Hi all,
This is somewhat related to the spirit of what Markus has stated with respect to metadata being independent of the container format. A few weeks ago on this list, I requested [1] the addition of a mdRef or mdWrap child element that could appear directly under mets:amdSec, without having to use techMD, digiprovMD, sourceMD, or rightsMD. The end goal of this was to make it easier to point to external premis-as-root instances since none of the four existing children of amdSec possessed the proper semantics to address what PREMIS expresses as a whole. Understandably, as Jerry pointed out, this approach of adding elements could result in less interoperability. (Although I rather liked the mention of concepts like RDFa to address future problems.)

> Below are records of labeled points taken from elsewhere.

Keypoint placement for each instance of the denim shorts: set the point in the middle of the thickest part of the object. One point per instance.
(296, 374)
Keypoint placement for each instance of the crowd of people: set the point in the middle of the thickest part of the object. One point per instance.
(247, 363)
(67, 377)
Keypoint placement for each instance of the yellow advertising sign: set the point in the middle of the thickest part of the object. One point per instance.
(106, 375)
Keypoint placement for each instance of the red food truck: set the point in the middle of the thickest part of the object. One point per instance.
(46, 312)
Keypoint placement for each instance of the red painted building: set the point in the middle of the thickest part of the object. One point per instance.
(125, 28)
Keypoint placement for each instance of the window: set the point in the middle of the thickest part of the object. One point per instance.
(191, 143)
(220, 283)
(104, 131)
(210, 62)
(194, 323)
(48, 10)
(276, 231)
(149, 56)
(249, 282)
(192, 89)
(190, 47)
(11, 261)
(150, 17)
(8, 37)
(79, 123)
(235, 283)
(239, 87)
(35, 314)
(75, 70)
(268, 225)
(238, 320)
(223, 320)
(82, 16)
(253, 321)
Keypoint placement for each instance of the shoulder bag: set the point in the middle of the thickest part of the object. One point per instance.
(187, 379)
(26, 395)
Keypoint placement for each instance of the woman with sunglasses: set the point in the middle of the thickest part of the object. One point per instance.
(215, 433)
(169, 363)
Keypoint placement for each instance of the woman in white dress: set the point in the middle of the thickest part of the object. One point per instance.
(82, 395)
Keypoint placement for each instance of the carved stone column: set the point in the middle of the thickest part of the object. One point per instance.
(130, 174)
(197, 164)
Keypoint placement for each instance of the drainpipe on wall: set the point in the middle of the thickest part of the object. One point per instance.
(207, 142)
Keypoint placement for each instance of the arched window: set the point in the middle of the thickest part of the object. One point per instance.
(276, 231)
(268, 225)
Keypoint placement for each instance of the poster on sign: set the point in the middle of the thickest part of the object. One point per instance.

At the time that Markus sent this mail, I was simultaneously working on an example instance [2] that both achieved what I was looking for, but also adhered to Rebecca's best practices document with respect to the separation of PREMIS concepts across techMD and digiprovMD. Semantically it seems to me that they are the same document with respect to PREMIS. The only difference between my instance and the one Rebecca provided in the best practices example [3] is that I'm making use of mdRef versus mdWrap. I took Rebecca's MODS, MIX, and PREMIS content verbatim (except for adding namespace and schemaLocation info) and placed them into external files. For the PREMIS content I combined everything into one premis-as-root instance, but one could opt to use the externally referenced content as object-as-root, etc., in numerous files.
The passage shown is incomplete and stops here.